Class LevenshteinAutomata


  • public class LevenshteinAutomata
    extends java.lang.Object
    Class to construct DFAs that match a word within some edit distance.

    Implements the algorithm described in: Schulz and Mihov: Fast String Correction with Levenshtein Automata

    • Constructor Summary

      Constructors 
      Constructor Description
      LevenshteinAutomata​(int[] word, int alphaMax, boolean withTranspositions)
      Expert: specify a custom maximum possible symbol (alphaMax); default is Character.MAX_CODE_POINT.
      LevenshteinAutomata​(java.lang.String input, boolean withTranspositions)
      Create a new LevenshteinAutomata for some input String.
    • Method Summary

      All Methods Instance Methods Concrete Methods 
      Modifier and Type Method Description
      Automaton toAutomaton​(int n)
      Compute a DFA that accepts all strings within an edit distance of n.
      • Methods inherited from class java.lang.Object

        equals, getClass, hashCode, notify, notifyAll, toString, wait, wait, wait
    • Field Detail

      • MAXIMUM_SUPPORTED_DISTANCE

        public static final int MAXIMUM_SUPPORTED_DISTANCE
        See Also:
        Constant Field Values
    • Constructor Detail

      • LevenshteinAutomata

        public LevenshteinAutomata​(java.lang.String input,
                                   boolean withTranspositions)
        Create a new LevenshteinAutomata for some input String.

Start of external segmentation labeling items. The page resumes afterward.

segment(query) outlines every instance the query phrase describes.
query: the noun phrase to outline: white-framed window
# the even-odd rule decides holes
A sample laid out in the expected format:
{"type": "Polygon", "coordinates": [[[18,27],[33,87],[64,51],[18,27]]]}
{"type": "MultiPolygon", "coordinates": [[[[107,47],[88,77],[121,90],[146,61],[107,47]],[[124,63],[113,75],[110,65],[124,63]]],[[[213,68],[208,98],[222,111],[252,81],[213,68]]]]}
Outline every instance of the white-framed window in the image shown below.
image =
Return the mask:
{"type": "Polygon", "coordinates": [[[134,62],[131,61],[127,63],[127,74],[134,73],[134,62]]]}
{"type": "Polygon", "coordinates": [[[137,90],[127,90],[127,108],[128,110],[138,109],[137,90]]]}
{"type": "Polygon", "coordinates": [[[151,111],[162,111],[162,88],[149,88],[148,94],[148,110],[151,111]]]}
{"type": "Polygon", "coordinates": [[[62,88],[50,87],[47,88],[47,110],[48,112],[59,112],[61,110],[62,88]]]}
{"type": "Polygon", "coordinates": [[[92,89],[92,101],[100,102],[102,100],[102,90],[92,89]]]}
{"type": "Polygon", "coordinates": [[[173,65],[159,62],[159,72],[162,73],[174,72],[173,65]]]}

Optionally count transpositions as a primitive edit.
      • LevenshteinAutomata

        public LevenshteinAutomata​(int[] word,
                                   int alphaMax,
                                   boolean withTranspositions)
        Expert: specify a custom maximum possible symbol (alphaMax); default is Character.MAX_CODE_POINT.
    • Method Detail

      • toAutomaton

        public Automaton toAutomaton​(int n)
        Compute a DFA that accepts all strings within an edit distance of n.

        All automata have the following properties:

        • They are deterministic (DFA).
        • There are no transitions to dead states.
        • They are not minimal (some transitions could be combined).